Multiple assignments can be done with one SETF:

(setf x 1 y 2)

will assign 1 to x and 2 to y. Also, since setf(like assignment operators in most other languages) returns the assigned value, assignments can be chained:

(setf x (setf y (random 10)))

will set both x and y to the same random number. Note that this is similar to x = y = random.randint(0, 10) in Python.

SETF can be used to assign not only to variables, but to any place that can hold a value. Examples include, an array element, a field slot of a user-defined object, an entry in a hashtable, etc. This is intuitive, as the assignment operator = works in exactly the same way in most other languages - it can be used to assign to object members, array elements, hashtable entries, regular variables, etc.

SETFing a place which is a part of a larger object has the same semantics as regular SETF on a variable - it does not affect the value that was stored previously in that place. This is just like how Python/Java do it.

Other ways to modify places

While SETF is a very general assignment tool that is the go to place for almost all assignment needs, certain assignment patterns are common enough to justify the inclusion of their own operators. e.g., the increment operation, which is used to increment a value by 1, can be written using SETF as

(setf x (+ x 1))

But increments and decrements are very commonplace and having more concise ways of performing them makes sense.

(incf x) ;; Equivalent to (setf x (+ x 1))

(decf x) ;; Equivalent to (setf x (- x 1))

INCF and DECF belong to a class of macros called modifier macros. Modifier macros are built on top of SETF to modify the value at a place. When the place argument to a modifier macro is an expression that needs to be evaluated once (which typically is the case when evaluation of the place form results in some side-effects), modify macros do the right thing. Generally, they are guaranteed to evaluate both their arguments and the subforms of the place form exactly once. For example, let us consider the following INCF:

;; Increment a random element in *array*
(incf (aref *array* (random (length  *array))))

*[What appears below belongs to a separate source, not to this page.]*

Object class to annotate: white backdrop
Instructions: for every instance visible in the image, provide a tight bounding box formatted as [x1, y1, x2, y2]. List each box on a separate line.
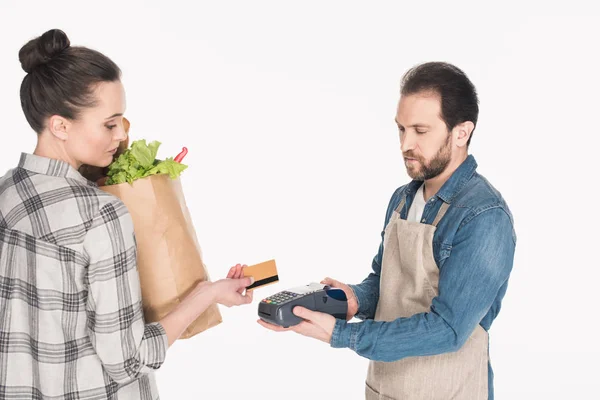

A naive translation to SETF might look like this:

(setf (aref *array* (random (length *array*)))
      (1+ (aref *array* (random (length *array*)))))

But that call to RANDOM is not deterministic, the second AREF might not give the same element of the array as the first call. A more sane approach here would be to use a temporary variable to hold the random number in a LET and then use that in both the AREFs. INCF takes care of all this.

Two other useful modifier macros are ROTATEF and SHIFTF. ROTATEF rotates the values between the places it takes as arguments.

(rotatef a b) ;; swap the values in a and b

CL-USER> (let ((a 0) (b 1) (c 2))
           (format t "~a~%" (list a b c))
           (rotatef a b c)
           (format t "~a~%" (list a b c)))
(0 1 2)
(1 2 0)
NIL

SHIFTF shifts the values in the places in its argument list, till the second last argument, one place to the left. The second last place itself is given the last argument’s value.

CL-USER> (let ((a 0) (b 1) (c 2))
       (format t "~a~%" (list a b c))
       (shiftf a b c)
       (format t "~a~%" (list a b c)))
(0 1 2)
(1 2 2)
NIL

So here, a gets b’s value, b gets c’s. But c being the last argument, it is treated as a filler value for the second last argument, b, and is not itself modified. The value of the first argument is the return value of SHIFTF.

All in all, variables in Lisp are pretty easy to grok, especially if one understands how names/bindings work in Python(as was the case with me). It is fascinating how one of the earliest programming languages just gets variables right, complete with dynamic typing.